In between producing 27 multimedia stories for a class website covering under-the-radar news stories called Invisible Boston, Micheli’s class tackled one aspect of a problem that has been plaguing newspapers since at least the early 2000s – how to stanch the flow of print subscribers and newsstand readers to the web when print ads still command much higher prices than online advertising.

“We approached it the same way an individual reporter would approach an assignment, only we did it as a group,” said Micheli, an affiliated faculty member, a former news editor at boston.com, and an early migrator (1995) to online journalism.

This is the second year Editor & Publisher reached out to journalism students to ask them to dig deep on a timely issue. Last year, they asked a Central Michigan University class to work on ways newspapers can remain relevant in a web-first world. That experiment was so successful, said Nu Yang, managing editor at Editor & Publisher, that they decided to try it again with another school.

“I think readers got really good material [from the students],” Yang said. “The students really take it seriously.”

The magazine had worked with Emerson in the past, on one of their Critical Thinking columns, in which a student and a professional answer the same question. Yang said she reached out to Journalism Chair Paul Niwa, who loved the idea and put her in touch with Micheli.

The class researched attempts to attract younger audiences specifically, and what was out there to attract print readers generally.
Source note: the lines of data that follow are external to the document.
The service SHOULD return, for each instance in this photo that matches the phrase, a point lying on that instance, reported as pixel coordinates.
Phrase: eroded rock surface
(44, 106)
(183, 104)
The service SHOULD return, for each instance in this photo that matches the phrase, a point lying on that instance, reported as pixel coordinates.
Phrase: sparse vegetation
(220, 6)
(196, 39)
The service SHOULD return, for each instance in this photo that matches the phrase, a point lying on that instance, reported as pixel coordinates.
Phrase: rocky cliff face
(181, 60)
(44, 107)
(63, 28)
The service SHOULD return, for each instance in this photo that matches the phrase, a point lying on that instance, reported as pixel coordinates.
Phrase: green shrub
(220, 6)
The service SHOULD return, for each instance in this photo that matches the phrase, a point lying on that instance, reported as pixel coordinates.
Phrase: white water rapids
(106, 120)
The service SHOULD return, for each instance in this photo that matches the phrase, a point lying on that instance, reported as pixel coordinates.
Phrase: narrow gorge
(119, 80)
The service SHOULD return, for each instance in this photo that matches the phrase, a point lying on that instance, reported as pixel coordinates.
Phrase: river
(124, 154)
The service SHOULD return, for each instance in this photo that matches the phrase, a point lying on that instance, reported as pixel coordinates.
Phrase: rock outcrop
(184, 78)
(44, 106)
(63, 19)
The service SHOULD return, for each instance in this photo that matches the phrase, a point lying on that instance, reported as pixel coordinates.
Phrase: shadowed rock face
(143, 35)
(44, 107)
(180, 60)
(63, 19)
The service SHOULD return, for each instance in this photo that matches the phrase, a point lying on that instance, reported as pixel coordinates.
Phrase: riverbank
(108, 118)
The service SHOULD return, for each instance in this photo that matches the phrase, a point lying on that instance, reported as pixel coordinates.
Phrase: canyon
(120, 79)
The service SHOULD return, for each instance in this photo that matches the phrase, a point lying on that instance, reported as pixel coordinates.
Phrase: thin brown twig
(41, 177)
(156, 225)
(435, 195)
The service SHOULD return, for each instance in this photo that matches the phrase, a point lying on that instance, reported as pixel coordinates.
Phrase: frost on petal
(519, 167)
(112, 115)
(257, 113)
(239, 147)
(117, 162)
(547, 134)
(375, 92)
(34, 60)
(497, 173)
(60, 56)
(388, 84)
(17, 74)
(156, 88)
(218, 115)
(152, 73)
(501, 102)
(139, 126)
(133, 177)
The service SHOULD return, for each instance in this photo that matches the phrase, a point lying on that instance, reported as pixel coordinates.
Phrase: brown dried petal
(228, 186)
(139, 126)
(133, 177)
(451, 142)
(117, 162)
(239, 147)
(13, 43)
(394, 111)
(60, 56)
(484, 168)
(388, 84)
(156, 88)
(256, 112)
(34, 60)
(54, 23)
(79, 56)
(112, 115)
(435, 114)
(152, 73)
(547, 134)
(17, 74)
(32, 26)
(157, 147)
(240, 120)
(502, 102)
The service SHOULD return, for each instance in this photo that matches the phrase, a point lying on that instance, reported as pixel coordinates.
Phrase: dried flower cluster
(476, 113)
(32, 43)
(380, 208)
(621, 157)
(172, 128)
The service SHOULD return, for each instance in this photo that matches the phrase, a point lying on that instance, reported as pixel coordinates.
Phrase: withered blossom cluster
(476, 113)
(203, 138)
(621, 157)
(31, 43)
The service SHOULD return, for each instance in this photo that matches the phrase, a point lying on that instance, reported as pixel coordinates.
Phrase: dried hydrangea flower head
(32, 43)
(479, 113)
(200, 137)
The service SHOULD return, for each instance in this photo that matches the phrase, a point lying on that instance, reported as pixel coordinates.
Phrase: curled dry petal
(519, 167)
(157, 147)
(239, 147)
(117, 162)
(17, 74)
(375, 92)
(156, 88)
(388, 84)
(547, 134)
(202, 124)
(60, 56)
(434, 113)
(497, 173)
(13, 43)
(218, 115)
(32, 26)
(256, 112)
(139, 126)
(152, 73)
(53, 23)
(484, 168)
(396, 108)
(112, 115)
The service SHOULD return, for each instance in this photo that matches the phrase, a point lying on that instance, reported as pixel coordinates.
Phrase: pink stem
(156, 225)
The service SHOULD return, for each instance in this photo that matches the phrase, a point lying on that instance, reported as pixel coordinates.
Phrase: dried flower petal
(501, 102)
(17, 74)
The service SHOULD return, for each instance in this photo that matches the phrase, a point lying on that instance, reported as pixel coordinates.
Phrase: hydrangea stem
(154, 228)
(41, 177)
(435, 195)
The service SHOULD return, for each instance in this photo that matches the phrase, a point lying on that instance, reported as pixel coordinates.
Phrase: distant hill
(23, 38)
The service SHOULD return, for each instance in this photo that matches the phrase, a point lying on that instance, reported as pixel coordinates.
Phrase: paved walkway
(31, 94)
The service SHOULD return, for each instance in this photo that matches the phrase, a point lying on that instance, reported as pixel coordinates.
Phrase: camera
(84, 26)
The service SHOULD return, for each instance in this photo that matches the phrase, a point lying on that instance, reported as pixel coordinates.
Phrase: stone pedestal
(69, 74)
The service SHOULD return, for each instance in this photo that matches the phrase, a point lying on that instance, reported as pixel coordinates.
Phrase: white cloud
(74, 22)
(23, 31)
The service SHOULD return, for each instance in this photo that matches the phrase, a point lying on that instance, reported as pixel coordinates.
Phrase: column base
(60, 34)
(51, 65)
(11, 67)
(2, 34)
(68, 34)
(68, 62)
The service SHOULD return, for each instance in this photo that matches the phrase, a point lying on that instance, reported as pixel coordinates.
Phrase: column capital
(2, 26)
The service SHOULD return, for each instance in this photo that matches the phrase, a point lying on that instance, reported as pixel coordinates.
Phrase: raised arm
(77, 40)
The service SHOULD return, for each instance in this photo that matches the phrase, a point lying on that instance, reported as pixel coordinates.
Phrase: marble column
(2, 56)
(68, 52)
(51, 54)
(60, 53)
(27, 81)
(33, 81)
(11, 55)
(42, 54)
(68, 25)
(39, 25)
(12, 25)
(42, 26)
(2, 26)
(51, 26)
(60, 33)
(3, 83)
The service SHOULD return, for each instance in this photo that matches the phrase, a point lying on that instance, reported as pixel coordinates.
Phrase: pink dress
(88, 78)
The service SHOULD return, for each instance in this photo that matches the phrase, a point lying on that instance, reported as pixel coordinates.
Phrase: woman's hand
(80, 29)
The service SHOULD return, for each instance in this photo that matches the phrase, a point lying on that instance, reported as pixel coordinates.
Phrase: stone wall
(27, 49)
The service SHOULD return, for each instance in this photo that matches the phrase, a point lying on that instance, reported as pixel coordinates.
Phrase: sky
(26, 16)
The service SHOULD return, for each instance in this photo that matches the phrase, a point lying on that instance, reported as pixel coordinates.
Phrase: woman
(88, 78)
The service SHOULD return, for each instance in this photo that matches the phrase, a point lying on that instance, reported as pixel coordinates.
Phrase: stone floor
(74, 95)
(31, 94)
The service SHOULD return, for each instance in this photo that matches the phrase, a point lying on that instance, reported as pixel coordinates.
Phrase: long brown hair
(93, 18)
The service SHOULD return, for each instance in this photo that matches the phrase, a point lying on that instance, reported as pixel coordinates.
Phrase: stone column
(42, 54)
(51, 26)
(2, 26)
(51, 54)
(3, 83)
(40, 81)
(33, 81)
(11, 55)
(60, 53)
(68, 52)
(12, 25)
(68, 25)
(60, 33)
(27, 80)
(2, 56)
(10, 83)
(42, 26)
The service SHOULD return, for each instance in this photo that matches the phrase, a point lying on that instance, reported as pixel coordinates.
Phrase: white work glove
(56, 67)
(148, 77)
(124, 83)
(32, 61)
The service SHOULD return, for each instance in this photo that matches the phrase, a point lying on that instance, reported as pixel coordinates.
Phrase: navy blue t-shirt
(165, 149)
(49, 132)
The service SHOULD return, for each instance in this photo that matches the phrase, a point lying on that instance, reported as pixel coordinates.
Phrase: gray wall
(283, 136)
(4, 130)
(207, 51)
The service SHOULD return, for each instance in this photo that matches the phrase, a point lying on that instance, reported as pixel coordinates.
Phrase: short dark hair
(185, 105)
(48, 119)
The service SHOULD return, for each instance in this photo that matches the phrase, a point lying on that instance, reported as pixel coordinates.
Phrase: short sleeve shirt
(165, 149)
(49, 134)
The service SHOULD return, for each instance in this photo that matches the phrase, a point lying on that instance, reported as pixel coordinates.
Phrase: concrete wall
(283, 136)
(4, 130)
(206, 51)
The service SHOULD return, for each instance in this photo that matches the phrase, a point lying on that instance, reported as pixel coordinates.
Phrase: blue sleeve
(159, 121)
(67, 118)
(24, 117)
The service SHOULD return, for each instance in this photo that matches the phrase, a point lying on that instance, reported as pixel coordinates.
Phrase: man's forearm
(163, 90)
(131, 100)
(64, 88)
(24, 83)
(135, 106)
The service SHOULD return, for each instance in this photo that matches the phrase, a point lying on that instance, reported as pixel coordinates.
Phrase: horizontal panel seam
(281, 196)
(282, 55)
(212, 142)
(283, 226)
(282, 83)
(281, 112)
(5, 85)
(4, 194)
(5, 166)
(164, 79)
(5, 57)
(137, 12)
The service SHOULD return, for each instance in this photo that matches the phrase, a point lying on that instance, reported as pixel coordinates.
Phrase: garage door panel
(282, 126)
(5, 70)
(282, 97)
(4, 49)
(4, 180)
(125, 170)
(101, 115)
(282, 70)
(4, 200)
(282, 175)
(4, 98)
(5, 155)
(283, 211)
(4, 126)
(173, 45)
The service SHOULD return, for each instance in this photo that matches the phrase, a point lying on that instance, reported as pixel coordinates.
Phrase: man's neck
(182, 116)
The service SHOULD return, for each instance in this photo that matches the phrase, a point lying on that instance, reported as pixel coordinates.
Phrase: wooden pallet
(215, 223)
They designed and administered their own survey, targeted to readers ages 18-25, and got more than 100 responses – not enough for science, but a respectable snapshot. 

Based on their research, the class offers the industry a number of ideas to get young adults to look up from their phones and into a news rack.
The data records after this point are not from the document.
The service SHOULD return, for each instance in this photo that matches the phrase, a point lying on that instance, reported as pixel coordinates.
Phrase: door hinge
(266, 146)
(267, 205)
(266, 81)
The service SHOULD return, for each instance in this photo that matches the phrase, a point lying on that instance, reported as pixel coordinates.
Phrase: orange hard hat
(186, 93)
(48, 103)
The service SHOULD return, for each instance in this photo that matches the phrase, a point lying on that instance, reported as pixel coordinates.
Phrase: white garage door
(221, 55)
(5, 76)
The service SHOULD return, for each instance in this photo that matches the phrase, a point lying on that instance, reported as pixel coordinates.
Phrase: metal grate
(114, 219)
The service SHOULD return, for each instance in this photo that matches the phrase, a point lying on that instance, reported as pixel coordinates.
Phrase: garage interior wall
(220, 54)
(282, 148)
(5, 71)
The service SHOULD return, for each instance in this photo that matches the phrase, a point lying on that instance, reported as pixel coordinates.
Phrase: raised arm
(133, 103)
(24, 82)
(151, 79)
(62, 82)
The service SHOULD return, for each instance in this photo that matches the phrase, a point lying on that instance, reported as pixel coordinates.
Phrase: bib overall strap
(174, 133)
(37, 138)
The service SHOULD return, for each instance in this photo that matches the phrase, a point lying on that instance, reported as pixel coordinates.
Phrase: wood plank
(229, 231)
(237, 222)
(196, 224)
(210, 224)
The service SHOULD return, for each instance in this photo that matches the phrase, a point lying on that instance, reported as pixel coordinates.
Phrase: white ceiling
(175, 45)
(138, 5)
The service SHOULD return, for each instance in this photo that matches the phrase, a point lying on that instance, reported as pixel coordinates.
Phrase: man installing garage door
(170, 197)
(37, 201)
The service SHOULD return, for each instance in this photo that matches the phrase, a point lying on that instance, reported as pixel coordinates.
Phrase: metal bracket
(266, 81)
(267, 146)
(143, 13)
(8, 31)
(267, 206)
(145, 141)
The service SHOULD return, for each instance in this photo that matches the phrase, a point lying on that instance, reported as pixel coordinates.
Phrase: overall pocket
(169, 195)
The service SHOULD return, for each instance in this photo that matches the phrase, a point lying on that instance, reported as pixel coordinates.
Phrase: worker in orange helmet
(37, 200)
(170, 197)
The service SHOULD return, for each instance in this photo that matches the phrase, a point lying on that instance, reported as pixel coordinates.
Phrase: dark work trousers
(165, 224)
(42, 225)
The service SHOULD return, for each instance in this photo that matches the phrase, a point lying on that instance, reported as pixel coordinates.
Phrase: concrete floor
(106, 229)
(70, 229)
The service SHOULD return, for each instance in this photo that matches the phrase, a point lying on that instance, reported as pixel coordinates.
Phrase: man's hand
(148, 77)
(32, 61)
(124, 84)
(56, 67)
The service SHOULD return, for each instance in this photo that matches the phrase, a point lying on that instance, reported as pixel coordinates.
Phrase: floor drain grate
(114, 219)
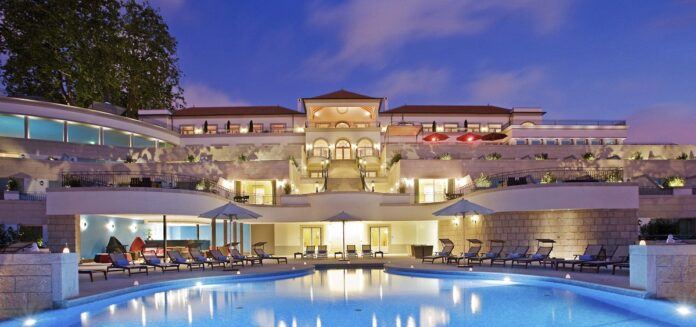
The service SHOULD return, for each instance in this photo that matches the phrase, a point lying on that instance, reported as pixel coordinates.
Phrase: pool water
(359, 298)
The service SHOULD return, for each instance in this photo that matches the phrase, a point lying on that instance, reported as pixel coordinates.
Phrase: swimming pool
(367, 298)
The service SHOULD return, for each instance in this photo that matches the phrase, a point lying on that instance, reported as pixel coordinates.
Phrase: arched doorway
(343, 151)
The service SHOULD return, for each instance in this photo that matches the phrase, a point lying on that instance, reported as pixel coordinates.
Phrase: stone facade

A lot of the suggestions have to do with presentation and delivery: hire reporters in the same demographic you’re trying to reach and write in a style that works for that audience, distribute in places where Millennials congregate (coffee houses, brew pups, bike shops, book stores), break up stories into “bite-size, visually attractive pieces,” use bold colors and graphics, even consider heavy stock or unusual paper grades.

Young people surveyed said they’d be willing to pay for a paper or magazine if it contained content that they found interesting, and if they knew they couldn’t get it anywhere else, Zepeda said. They also found that offering “free stuff,” such as old-fashioned discounts to popular businesses and pull-out swag, sweetened the deal.
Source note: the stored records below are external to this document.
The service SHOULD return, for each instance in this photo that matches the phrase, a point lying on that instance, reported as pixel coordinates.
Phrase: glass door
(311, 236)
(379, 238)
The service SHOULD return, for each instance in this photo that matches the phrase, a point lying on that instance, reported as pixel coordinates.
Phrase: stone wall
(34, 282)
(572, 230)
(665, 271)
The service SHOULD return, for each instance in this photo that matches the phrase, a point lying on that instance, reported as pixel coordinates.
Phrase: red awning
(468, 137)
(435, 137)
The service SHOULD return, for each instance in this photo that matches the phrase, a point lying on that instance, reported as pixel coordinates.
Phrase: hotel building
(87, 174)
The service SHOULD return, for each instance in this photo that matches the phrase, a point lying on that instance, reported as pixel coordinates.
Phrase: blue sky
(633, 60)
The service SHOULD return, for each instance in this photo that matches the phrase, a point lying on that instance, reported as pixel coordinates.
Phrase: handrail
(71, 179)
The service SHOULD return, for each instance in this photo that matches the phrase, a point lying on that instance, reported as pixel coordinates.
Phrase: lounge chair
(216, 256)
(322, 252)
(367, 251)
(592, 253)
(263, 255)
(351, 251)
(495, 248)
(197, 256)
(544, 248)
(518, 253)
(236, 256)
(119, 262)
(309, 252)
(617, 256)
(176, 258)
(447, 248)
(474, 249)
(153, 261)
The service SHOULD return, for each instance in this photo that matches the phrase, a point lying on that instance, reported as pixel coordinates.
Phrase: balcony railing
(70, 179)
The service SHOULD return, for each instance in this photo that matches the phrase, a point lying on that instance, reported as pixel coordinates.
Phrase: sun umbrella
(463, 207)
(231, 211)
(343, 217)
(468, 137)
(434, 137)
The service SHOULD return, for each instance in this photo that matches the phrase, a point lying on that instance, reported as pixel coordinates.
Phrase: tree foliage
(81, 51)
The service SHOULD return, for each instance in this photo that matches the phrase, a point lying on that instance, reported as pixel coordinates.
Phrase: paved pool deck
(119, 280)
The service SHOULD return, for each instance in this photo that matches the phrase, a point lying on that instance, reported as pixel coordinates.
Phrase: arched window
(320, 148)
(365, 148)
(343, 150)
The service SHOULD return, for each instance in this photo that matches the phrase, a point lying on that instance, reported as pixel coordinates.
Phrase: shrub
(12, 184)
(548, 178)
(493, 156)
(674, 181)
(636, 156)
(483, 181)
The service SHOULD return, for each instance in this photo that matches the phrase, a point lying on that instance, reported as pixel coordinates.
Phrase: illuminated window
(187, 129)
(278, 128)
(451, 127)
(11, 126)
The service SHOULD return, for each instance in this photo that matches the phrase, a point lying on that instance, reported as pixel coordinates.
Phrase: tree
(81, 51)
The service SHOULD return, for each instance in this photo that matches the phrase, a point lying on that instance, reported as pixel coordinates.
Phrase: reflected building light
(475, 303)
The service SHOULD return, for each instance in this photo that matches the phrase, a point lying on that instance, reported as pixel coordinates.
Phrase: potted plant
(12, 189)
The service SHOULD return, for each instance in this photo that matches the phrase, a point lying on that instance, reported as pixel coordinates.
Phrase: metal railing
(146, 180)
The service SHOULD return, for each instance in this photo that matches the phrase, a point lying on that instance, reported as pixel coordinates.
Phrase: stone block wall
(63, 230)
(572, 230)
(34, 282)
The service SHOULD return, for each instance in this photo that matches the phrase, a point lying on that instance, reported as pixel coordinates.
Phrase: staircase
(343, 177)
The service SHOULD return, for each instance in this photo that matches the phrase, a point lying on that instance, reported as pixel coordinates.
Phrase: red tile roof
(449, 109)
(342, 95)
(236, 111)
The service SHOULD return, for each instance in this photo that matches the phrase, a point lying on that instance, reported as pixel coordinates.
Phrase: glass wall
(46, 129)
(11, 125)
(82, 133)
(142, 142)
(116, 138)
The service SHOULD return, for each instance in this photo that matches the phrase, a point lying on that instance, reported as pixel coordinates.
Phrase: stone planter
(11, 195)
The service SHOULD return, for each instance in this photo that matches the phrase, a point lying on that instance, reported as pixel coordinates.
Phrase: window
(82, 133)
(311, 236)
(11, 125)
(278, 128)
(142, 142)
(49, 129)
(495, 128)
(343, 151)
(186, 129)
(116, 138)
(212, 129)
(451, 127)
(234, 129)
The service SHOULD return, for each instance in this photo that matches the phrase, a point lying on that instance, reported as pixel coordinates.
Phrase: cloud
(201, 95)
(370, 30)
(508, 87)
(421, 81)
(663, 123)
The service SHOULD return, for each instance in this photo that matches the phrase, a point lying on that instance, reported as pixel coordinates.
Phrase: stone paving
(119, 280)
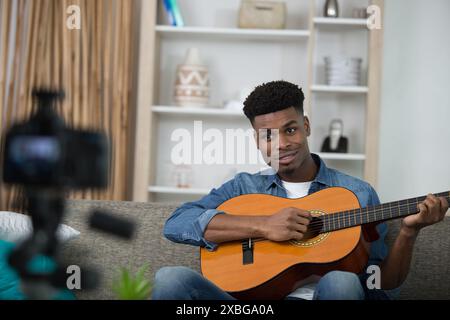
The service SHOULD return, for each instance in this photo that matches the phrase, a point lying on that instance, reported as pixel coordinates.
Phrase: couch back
(429, 276)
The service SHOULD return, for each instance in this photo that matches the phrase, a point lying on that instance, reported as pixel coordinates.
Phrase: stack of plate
(342, 71)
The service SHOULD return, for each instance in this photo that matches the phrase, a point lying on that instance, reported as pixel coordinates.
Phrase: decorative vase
(192, 81)
(331, 9)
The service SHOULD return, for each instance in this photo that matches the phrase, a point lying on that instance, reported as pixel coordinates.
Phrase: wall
(414, 152)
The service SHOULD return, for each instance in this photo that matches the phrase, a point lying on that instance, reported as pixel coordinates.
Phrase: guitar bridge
(247, 252)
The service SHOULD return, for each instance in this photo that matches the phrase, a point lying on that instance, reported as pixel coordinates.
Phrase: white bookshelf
(336, 22)
(341, 156)
(243, 58)
(345, 89)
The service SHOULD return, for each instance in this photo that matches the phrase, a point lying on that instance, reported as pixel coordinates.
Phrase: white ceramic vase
(192, 81)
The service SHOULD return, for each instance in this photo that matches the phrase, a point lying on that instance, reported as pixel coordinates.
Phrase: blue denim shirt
(188, 223)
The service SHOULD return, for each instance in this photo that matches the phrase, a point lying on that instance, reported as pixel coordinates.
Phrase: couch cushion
(429, 275)
(107, 253)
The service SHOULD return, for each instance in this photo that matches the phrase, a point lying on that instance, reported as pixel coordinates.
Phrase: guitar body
(278, 268)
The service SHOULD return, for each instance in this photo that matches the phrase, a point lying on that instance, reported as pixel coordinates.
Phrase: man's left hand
(432, 210)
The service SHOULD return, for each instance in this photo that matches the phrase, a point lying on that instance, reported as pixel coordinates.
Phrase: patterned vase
(192, 81)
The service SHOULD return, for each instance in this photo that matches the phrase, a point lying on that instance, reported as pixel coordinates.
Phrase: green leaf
(129, 286)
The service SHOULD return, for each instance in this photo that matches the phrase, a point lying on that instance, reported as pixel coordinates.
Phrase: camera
(47, 158)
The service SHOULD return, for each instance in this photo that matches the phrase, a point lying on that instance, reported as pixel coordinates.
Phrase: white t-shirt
(299, 190)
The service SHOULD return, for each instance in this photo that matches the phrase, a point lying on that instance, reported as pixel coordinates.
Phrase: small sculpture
(335, 142)
(331, 9)
(192, 81)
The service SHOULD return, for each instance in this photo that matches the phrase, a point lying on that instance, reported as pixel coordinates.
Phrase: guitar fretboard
(382, 212)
“I was just like, ‘It’s just a couple of coupons and a poster, does it really make a difference?’” Zepeda said. “But I guess it does.”

Zepeda said in researching this project, he found some things surprising, even though he is part of the demographic he was studying.

“The biggest surprise would be people saying that they feel anything in print is more reliable than what’s online,” he said. “That kind of caught me off guard, I thought an overwhelming percentage was going to say, ‘I get everything online, I never even pick up a paper.’”

He said the survey they sent out had open-ended questions, and many respondents offered up that they don’t trust Facebook or Twitter as sources of information.

Micheli said he doesn’t believe many in the year 2017 are seriously considering launching a print product for young readers, but those same readers are seriously interested in in-depth, quality news – even if they’re not getting it from a broadsheet on the train.

“What came through loud and clear is that this generation does care about news, and they care about international news and national news – things that for most people don’t come to mind when [they] think of that age group,” he said.